# XDM .40 vs. M&P .45



## Americanmadexb (Nov 10, 2008)

did a search and couldn't find a comparision... maybe because they are different caliber. 

But.. my question isnt about which one is better, but more about size differences.

How do the two compare in size. I have the M&P .45 and is way too big to carry. Is the XDM .40 a good CCW? I want to get the XD .40 subcompact to carry but my brother is pushing me to get the XDM. I love both.

I will be going to the local dealer this week to try them all out, just wanted to see what you guys think!!


----------



## BeefyBeefo (Jan 30, 2008)

Personally, I don't look at the XDM as a carry weapon. The size wouldn't be an improvement over your M&P either, in my opinion. If the regular XD feels good in your hands, than I don't see the benefit of the XDM over the XDSC for a carry weapon. The "Match Grade" barrel isn't necessary and neither is the improved trigger for a carry weapon, IMO. Since you already have an M&P, why aren't you considering the M&Pc?

-Jeff-


----------



## Americanmadexb (Nov 10, 2008)

i have considered the M&Pc and is still an option. I like the looks of the XD and the XDsc and like to switch it up now and then!
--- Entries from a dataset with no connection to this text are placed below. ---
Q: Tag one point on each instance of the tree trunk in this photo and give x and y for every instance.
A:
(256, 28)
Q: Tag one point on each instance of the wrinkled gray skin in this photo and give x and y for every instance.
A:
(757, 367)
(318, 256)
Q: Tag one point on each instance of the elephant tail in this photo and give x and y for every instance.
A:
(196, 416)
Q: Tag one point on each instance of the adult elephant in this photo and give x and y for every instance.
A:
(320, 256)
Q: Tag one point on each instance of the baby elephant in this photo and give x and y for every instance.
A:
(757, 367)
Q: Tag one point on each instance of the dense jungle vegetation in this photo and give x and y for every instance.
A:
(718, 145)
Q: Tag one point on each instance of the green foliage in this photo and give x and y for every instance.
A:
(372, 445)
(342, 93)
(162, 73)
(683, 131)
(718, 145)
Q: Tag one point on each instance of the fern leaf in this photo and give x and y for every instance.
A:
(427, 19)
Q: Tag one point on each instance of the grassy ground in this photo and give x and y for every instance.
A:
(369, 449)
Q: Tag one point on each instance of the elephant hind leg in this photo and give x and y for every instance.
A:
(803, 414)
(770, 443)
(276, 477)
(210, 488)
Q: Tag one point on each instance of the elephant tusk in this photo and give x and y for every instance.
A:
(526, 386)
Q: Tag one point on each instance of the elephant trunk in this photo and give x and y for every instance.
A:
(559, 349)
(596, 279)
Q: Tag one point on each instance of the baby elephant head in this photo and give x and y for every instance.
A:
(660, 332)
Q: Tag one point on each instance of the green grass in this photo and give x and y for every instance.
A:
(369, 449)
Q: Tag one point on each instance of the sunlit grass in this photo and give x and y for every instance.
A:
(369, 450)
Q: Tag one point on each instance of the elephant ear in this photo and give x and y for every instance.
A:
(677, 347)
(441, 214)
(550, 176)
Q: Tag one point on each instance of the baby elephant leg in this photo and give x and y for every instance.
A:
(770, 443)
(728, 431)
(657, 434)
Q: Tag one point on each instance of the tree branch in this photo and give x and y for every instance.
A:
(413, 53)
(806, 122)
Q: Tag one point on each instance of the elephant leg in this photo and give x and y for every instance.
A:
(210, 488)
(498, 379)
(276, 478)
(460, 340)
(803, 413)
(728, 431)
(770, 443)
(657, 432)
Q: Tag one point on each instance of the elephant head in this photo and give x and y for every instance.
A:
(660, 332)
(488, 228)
i just need to get to the dealer so i can size um up!


----------



## DevilsJohnson (Oct 21, 2007)

Americanmadexb said:


> i just need to get to the dealer so i can size um up!


That would be your best bet:smt1099


----------



## hi im drummer03 (Oct 27, 2008)

DevilsJohnson said:


> That would be your best bet:smt1099


+1 The XDM is a range gun not so much carry gun.Its a task to conceal.If you like the XDs in general get the 45.ACP Compact that just came out.If you like the .40 in general and your happy with your S&W M&P other than the isez...Go with the S&W M&P .40 Compact..My next piece is going to be the SA XD40SC....


----------



## Americanmadexb (Nov 10, 2008)

well i finally made it to the dealer today and tried out the XD .45c. I loved it. Its about the same size as my M&P except with a shorter barrel and lighter in weight which is just what im looking for.

But i also love the XD .40sc also so its still up in the air. Good thing i got awhile till i buy. Got to wait on my brother to get back from Iraq to get it!!

I did however buy a WASR 10 AK-47 today.. For no other reason then to play with, and it was the last one. Ya just never know!


----------



## BeefyBeefo (Jan 30, 2008)

Americanmadexb said:


> I did however buy a WASR 10 AK-47 today.. For no other reason then to play with, and it was the last one. Ya just never know!


brokenimage


----------



## Americanmadexb (Nov 10, 2008)

what? is there something wrong with that? i know its not the best AK out there but its what i got!


----------



## BeefyBeefo (Jan 30, 2008)

Pictures!


----------



## Americanmadexb (Nov 10, 2008)

ahh my bad... lol. will get some soon! my sister has my digital camera and wont get it back till next monday!! i will post one though..


----------